Although they are the headliners, steelhead and coho aren’t the only options for Peninsula anglers.
Saltwater salmon, for instance, are still in play.
Menkal said Marine Area 9, in the waters off Port Townsend, has been producing salmon recently.
According to Norden, Marine Area 9 has also been a good place to harvest blackmouth, which are resident chinook.
“Blackmouth fishing has been exceptionally good on the east side of Marine Area 9, which includes Possession Point, Point-No-Point and Bush Point,” Norden said.
“Most of the salmon are 5 to 7 pounds, but there have been a few up to 15 pounds.
“Very few anglers are out, and from what I hear fewer than a dozen boats were out this past weekend, even when the wind stopped.
“Most of the trollers were getting their fish rather deep, so set downriggers at 130 feet.”
The salmon fishery in Marine Area 9 ends on Friday, Nov. 30. But the next day, Saturday, Dec. 1, Marine Area 6 (eastern Straight of Juan de Fuca) opens to blackmouth.

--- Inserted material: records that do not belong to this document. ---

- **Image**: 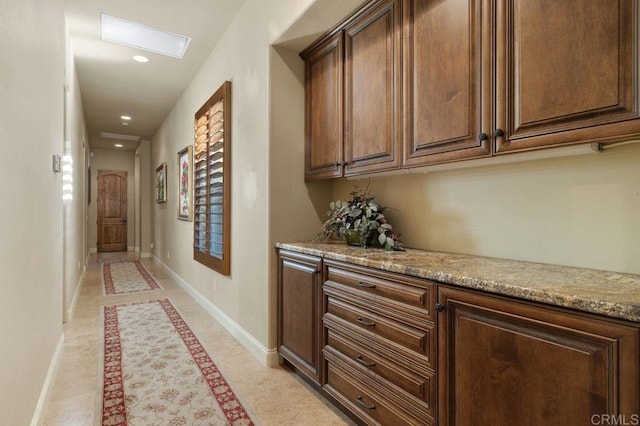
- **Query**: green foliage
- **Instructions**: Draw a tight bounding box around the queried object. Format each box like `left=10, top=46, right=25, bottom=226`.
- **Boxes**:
left=315, top=186, right=401, bottom=250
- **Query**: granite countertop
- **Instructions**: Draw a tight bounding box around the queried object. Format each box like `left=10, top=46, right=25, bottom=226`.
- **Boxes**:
left=276, top=242, right=640, bottom=322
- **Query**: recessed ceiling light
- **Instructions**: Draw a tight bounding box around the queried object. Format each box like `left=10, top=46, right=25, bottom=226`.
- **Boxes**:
left=100, top=13, right=191, bottom=58
left=100, top=132, right=140, bottom=142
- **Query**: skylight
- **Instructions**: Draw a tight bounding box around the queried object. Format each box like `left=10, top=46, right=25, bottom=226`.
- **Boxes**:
left=101, top=13, right=191, bottom=59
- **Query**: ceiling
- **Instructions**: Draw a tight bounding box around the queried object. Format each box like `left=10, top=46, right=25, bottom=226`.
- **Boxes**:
left=65, top=0, right=245, bottom=150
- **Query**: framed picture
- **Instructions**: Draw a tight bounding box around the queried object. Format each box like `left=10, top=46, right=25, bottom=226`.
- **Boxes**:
left=178, top=145, right=193, bottom=222
left=156, top=163, right=167, bottom=203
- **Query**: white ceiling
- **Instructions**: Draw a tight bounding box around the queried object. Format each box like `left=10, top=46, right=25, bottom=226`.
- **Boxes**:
left=65, top=0, right=246, bottom=150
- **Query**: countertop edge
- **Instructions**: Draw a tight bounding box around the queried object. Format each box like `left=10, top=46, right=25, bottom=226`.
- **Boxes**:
left=275, top=243, right=640, bottom=323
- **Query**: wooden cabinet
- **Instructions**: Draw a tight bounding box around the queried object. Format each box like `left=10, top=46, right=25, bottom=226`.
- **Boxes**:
left=301, top=0, right=640, bottom=173
left=344, top=0, right=402, bottom=176
left=438, top=286, right=640, bottom=426
left=278, top=250, right=640, bottom=426
left=323, top=261, right=436, bottom=425
left=498, top=0, right=640, bottom=153
left=300, top=0, right=402, bottom=180
left=402, top=0, right=493, bottom=167
left=304, top=33, right=344, bottom=180
left=278, top=250, right=323, bottom=385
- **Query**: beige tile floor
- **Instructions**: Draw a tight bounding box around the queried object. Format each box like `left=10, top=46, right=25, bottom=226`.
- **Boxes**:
left=42, top=253, right=352, bottom=426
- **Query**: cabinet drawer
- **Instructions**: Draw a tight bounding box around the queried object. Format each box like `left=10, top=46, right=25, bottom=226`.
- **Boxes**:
left=324, top=354, right=433, bottom=426
left=325, top=261, right=435, bottom=321
left=325, top=328, right=436, bottom=416
left=327, top=297, right=433, bottom=359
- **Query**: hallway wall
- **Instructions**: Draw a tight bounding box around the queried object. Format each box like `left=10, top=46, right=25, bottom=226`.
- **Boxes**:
left=151, top=0, right=331, bottom=362
left=87, top=149, right=135, bottom=253
left=0, top=0, right=65, bottom=425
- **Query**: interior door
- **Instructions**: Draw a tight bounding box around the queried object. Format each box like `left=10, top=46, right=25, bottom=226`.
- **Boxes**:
left=98, top=170, right=127, bottom=251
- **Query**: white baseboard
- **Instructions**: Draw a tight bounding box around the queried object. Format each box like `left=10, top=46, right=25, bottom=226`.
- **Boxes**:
left=65, top=267, right=87, bottom=322
left=31, top=333, right=64, bottom=426
left=152, top=256, right=278, bottom=367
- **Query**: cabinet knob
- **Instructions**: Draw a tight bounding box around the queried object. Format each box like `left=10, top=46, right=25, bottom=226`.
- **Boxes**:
left=356, top=317, right=376, bottom=327
left=356, top=396, right=376, bottom=410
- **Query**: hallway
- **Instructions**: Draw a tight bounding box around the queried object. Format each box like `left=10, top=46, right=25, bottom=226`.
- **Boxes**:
left=42, top=252, right=350, bottom=426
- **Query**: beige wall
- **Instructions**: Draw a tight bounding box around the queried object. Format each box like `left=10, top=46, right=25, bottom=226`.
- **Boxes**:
left=334, top=144, right=640, bottom=274
left=151, top=0, right=348, bottom=351
left=87, top=149, right=135, bottom=251
left=63, top=40, right=88, bottom=320
left=0, top=0, right=65, bottom=425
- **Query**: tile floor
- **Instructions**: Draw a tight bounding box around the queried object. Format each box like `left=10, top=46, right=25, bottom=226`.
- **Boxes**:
left=42, top=253, right=352, bottom=426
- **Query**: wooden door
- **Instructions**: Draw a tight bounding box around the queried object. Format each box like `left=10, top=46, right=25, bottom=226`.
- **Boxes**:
left=496, top=0, right=640, bottom=152
left=402, top=0, right=493, bottom=167
left=278, top=251, right=323, bottom=384
left=344, top=0, right=402, bottom=176
left=98, top=170, right=127, bottom=251
left=300, top=32, right=343, bottom=180
left=438, top=287, right=640, bottom=426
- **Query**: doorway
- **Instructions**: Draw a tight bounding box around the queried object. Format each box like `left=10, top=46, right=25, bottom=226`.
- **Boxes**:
left=97, top=170, right=127, bottom=252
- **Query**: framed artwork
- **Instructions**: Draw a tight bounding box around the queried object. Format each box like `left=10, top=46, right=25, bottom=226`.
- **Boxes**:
left=178, top=145, right=193, bottom=222
left=156, top=163, right=167, bottom=203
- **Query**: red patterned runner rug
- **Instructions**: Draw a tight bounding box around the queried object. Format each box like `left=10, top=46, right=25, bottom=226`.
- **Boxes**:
left=102, top=260, right=162, bottom=296
left=102, top=299, right=253, bottom=426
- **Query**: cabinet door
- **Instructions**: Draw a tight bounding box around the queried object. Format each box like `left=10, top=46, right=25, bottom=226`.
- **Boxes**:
left=496, top=0, right=640, bottom=152
left=402, top=0, right=493, bottom=166
left=278, top=251, right=322, bottom=384
left=438, top=287, right=640, bottom=426
left=303, top=33, right=343, bottom=180
left=344, top=0, right=400, bottom=176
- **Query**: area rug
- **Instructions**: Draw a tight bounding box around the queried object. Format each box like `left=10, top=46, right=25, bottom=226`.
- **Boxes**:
left=102, top=299, right=253, bottom=426
left=102, top=260, right=162, bottom=296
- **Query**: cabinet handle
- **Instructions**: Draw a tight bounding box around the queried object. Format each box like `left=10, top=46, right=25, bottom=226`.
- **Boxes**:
left=356, top=355, right=376, bottom=367
left=356, top=317, right=376, bottom=327
left=356, top=396, right=376, bottom=410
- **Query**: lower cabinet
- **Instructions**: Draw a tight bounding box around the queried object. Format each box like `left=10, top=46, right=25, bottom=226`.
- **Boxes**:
left=438, top=286, right=640, bottom=426
left=278, top=250, right=323, bottom=385
left=278, top=250, right=640, bottom=426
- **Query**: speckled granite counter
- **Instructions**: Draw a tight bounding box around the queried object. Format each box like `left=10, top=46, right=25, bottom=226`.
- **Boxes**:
left=276, top=242, right=640, bottom=322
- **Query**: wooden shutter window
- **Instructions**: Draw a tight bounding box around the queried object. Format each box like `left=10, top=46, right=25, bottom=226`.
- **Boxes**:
left=193, top=81, right=231, bottom=275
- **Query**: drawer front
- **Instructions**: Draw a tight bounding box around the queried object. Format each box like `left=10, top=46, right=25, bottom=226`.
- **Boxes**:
left=324, top=356, right=433, bottom=426
left=327, top=297, right=432, bottom=359
left=325, top=261, right=435, bottom=320
left=325, top=329, right=436, bottom=416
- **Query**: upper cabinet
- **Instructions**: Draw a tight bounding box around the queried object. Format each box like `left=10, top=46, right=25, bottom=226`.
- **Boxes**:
left=402, top=0, right=492, bottom=166
left=303, top=33, right=344, bottom=179
left=300, top=0, right=402, bottom=180
left=301, top=0, right=640, bottom=180
left=344, top=0, right=402, bottom=176
left=495, top=0, right=640, bottom=152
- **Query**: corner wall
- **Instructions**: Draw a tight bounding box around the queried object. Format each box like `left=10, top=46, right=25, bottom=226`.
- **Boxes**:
left=0, top=0, right=65, bottom=425
left=333, top=144, right=640, bottom=274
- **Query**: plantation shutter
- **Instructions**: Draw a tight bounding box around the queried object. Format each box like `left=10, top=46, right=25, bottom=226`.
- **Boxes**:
left=193, top=81, right=231, bottom=275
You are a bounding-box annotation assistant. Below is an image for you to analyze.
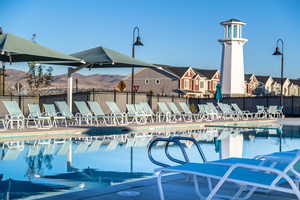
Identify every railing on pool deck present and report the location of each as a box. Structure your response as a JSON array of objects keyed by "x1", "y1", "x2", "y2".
[{"x1": 148, "y1": 136, "x2": 206, "y2": 167}]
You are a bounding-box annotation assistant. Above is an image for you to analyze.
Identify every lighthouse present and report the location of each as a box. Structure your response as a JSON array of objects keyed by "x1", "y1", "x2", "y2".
[{"x1": 219, "y1": 19, "x2": 248, "y2": 97}]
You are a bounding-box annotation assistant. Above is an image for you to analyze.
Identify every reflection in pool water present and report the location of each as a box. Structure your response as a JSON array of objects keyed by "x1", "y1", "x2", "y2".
[{"x1": 0, "y1": 126, "x2": 300, "y2": 199}]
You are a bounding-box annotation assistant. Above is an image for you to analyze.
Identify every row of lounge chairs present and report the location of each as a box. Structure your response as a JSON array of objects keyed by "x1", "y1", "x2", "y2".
[
  {"x1": 0, "y1": 101, "x2": 284, "y2": 128},
  {"x1": 155, "y1": 141, "x2": 300, "y2": 200}
]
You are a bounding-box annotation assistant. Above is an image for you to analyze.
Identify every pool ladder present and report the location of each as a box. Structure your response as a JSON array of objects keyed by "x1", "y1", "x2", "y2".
[{"x1": 148, "y1": 136, "x2": 206, "y2": 167}]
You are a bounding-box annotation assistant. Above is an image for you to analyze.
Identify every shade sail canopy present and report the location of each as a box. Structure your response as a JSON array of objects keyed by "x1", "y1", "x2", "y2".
[
  {"x1": 0, "y1": 33, "x2": 81, "y2": 63},
  {"x1": 44, "y1": 46, "x2": 157, "y2": 68}
]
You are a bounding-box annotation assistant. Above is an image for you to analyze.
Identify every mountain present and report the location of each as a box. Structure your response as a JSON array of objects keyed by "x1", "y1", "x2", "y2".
[{"x1": 6, "y1": 69, "x2": 124, "y2": 90}]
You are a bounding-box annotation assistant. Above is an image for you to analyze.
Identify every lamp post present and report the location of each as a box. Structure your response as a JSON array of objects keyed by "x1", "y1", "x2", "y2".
[
  {"x1": 131, "y1": 26, "x2": 144, "y2": 104},
  {"x1": 273, "y1": 39, "x2": 284, "y2": 106}
]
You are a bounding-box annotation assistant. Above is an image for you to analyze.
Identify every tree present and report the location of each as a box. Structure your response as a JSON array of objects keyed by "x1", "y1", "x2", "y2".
[
  {"x1": 26, "y1": 62, "x2": 53, "y2": 94},
  {"x1": 117, "y1": 81, "x2": 126, "y2": 92}
]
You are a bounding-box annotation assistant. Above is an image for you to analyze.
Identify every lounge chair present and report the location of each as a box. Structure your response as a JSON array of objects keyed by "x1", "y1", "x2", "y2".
[
  {"x1": 43, "y1": 104, "x2": 68, "y2": 127},
  {"x1": 26, "y1": 104, "x2": 52, "y2": 128},
  {"x1": 156, "y1": 154, "x2": 300, "y2": 200},
  {"x1": 139, "y1": 102, "x2": 158, "y2": 123},
  {"x1": 126, "y1": 104, "x2": 147, "y2": 124},
  {"x1": 218, "y1": 103, "x2": 240, "y2": 120},
  {"x1": 202, "y1": 103, "x2": 223, "y2": 120},
  {"x1": 74, "y1": 101, "x2": 99, "y2": 125},
  {"x1": 2, "y1": 101, "x2": 27, "y2": 129},
  {"x1": 266, "y1": 106, "x2": 284, "y2": 118},
  {"x1": 157, "y1": 102, "x2": 177, "y2": 122},
  {"x1": 178, "y1": 102, "x2": 201, "y2": 121},
  {"x1": 54, "y1": 101, "x2": 79, "y2": 125},
  {"x1": 106, "y1": 101, "x2": 128, "y2": 125},
  {"x1": 231, "y1": 103, "x2": 255, "y2": 120},
  {"x1": 88, "y1": 101, "x2": 111, "y2": 125},
  {"x1": 166, "y1": 102, "x2": 184, "y2": 121},
  {"x1": 255, "y1": 105, "x2": 268, "y2": 119}
]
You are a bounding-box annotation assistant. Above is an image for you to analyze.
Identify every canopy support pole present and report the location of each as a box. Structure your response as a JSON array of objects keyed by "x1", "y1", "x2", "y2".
[
  {"x1": 67, "y1": 65, "x2": 86, "y2": 112},
  {"x1": 67, "y1": 68, "x2": 73, "y2": 112}
]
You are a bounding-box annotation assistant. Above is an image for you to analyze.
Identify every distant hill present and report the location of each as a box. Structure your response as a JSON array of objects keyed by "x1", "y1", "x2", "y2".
[{"x1": 6, "y1": 69, "x2": 124, "y2": 90}]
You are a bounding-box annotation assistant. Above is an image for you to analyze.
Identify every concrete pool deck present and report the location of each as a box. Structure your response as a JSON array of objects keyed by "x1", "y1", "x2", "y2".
[
  {"x1": 43, "y1": 175, "x2": 295, "y2": 200},
  {"x1": 0, "y1": 119, "x2": 278, "y2": 142}
]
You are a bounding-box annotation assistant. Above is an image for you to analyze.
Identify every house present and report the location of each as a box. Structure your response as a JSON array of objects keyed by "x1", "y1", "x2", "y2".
[
  {"x1": 289, "y1": 79, "x2": 300, "y2": 96},
  {"x1": 253, "y1": 75, "x2": 273, "y2": 96},
  {"x1": 245, "y1": 74, "x2": 258, "y2": 96},
  {"x1": 123, "y1": 67, "x2": 179, "y2": 95},
  {"x1": 124, "y1": 64, "x2": 220, "y2": 97},
  {"x1": 194, "y1": 68, "x2": 220, "y2": 97},
  {"x1": 272, "y1": 77, "x2": 290, "y2": 96}
]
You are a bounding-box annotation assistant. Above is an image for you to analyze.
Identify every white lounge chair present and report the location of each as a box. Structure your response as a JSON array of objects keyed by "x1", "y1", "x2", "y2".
[
  {"x1": 231, "y1": 103, "x2": 255, "y2": 120},
  {"x1": 88, "y1": 101, "x2": 111, "y2": 125},
  {"x1": 156, "y1": 154, "x2": 300, "y2": 200},
  {"x1": 178, "y1": 102, "x2": 201, "y2": 121},
  {"x1": 74, "y1": 101, "x2": 99, "y2": 125},
  {"x1": 157, "y1": 102, "x2": 178, "y2": 123},
  {"x1": 54, "y1": 101, "x2": 79, "y2": 125},
  {"x1": 43, "y1": 104, "x2": 68, "y2": 127},
  {"x1": 26, "y1": 104, "x2": 52, "y2": 128},
  {"x1": 126, "y1": 104, "x2": 147, "y2": 124},
  {"x1": 106, "y1": 101, "x2": 128, "y2": 125}
]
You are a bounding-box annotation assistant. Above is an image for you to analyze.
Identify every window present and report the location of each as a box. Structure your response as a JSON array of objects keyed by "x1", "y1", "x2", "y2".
[
  {"x1": 200, "y1": 81, "x2": 204, "y2": 88},
  {"x1": 183, "y1": 79, "x2": 190, "y2": 89},
  {"x1": 228, "y1": 25, "x2": 231, "y2": 38},
  {"x1": 233, "y1": 25, "x2": 237, "y2": 38}
]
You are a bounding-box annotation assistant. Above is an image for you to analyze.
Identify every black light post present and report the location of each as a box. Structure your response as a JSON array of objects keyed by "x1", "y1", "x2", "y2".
[
  {"x1": 131, "y1": 26, "x2": 144, "y2": 104},
  {"x1": 273, "y1": 39, "x2": 284, "y2": 106}
]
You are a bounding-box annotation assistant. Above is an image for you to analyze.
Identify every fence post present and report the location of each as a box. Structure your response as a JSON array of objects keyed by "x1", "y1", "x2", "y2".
[
  {"x1": 292, "y1": 96, "x2": 294, "y2": 115},
  {"x1": 114, "y1": 89, "x2": 117, "y2": 102},
  {"x1": 92, "y1": 88, "x2": 95, "y2": 101}
]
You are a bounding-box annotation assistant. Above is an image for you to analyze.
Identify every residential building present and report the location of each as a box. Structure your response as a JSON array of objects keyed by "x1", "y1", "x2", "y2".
[
  {"x1": 124, "y1": 64, "x2": 220, "y2": 97},
  {"x1": 245, "y1": 74, "x2": 259, "y2": 96}
]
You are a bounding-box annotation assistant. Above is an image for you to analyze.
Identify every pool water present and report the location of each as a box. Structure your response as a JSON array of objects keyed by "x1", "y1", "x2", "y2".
[{"x1": 0, "y1": 126, "x2": 300, "y2": 199}]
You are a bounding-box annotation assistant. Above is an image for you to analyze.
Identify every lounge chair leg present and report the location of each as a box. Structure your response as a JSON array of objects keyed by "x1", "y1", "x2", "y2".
[
  {"x1": 157, "y1": 172, "x2": 165, "y2": 200},
  {"x1": 193, "y1": 175, "x2": 204, "y2": 199}
]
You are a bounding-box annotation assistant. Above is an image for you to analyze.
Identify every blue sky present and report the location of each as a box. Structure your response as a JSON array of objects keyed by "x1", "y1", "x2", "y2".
[{"x1": 0, "y1": 0, "x2": 300, "y2": 78}]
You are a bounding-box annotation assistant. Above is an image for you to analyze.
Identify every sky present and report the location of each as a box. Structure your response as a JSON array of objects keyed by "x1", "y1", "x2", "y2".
[{"x1": 0, "y1": 0, "x2": 300, "y2": 78}]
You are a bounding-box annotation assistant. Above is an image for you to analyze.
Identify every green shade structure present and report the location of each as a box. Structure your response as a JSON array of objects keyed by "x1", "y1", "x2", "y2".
[
  {"x1": 215, "y1": 83, "x2": 223, "y2": 102},
  {"x1": 0, "y1": 33, "x2": 82, "y2": 63},
  {"x1": 45, "y1": 46, "x2": 158, "y2": 68}
]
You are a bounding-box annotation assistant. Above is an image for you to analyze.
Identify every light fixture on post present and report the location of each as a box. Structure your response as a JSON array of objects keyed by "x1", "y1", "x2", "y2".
[
  {"x1": 131, "y1": 26, "x2": 144, "y2": 104},
  {"x1": 272, "y1": 39, "x2": 284, "y2": 106}
]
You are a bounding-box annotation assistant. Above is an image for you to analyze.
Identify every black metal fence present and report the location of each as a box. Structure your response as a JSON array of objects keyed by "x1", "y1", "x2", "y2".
[{"x1": 0, "y1": 90, "x2": 300, "y2": 116}]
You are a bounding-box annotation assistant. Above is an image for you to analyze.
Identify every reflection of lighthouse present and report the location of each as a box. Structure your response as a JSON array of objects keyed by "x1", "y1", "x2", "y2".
[
  {"x1": 220, "y1": 130, "x2": 244, "y2": 159},
  {"x1": 219, "y1": 19, "x2": 248, "y2": 96}
]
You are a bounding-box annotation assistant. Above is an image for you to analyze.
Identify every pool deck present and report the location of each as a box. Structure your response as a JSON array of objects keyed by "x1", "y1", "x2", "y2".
[
  {"x1": 0, "y1": 119, "x2": 278, "y2": 142},
  {"x1": 39, "y1": 175, "x2": 295, "y2": 200}
]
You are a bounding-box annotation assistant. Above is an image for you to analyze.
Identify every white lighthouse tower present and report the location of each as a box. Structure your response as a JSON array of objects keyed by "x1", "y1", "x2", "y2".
[{"x1": 219, "y1": 19, "x2": 248, "y2": 97}]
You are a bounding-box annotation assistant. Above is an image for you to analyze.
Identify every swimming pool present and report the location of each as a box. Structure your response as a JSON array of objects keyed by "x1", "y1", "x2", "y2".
[{"x1": 0, "y1": 126, "x2": 300, "y2": 199}]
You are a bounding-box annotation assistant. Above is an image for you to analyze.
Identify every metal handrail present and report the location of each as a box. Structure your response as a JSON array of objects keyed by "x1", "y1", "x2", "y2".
[
  {"x1": 148, "y1": 138, "x2": 170, "y2": 167},
  {"x1": 165, "y1": 137, "x2": 190, "y2": 164},
  {"x1": 148, "y1": 136, "x2": 207, "y2": 167},
  {"x1": 171, "y1": 136, "x2": 207, "y2": 162}
]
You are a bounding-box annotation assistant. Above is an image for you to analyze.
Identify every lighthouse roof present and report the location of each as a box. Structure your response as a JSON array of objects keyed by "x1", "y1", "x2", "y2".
[{"x1": 221, "y1": 18, "x2": 246, "y2": 25}]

The daily limit in Marine Area 9 is two combined salmon; wild chinook cannot be retained.
Go after work
Here’s great tip from Norden regarding the time of day to go fishing:
“In my experience, November is the time to fish the evening bite — [between] 3 p.m. and 4:30 p.m. — when you don’t have to fish nearly as deep as in the morning or midday.
“The evening is when baitfish swim up to shallower water followed by the hungry salmon.
“Not many take advantage of this event right at sunset, but when I did, I trolled shallow ledges near shore at about 40 feet for some memorable times.”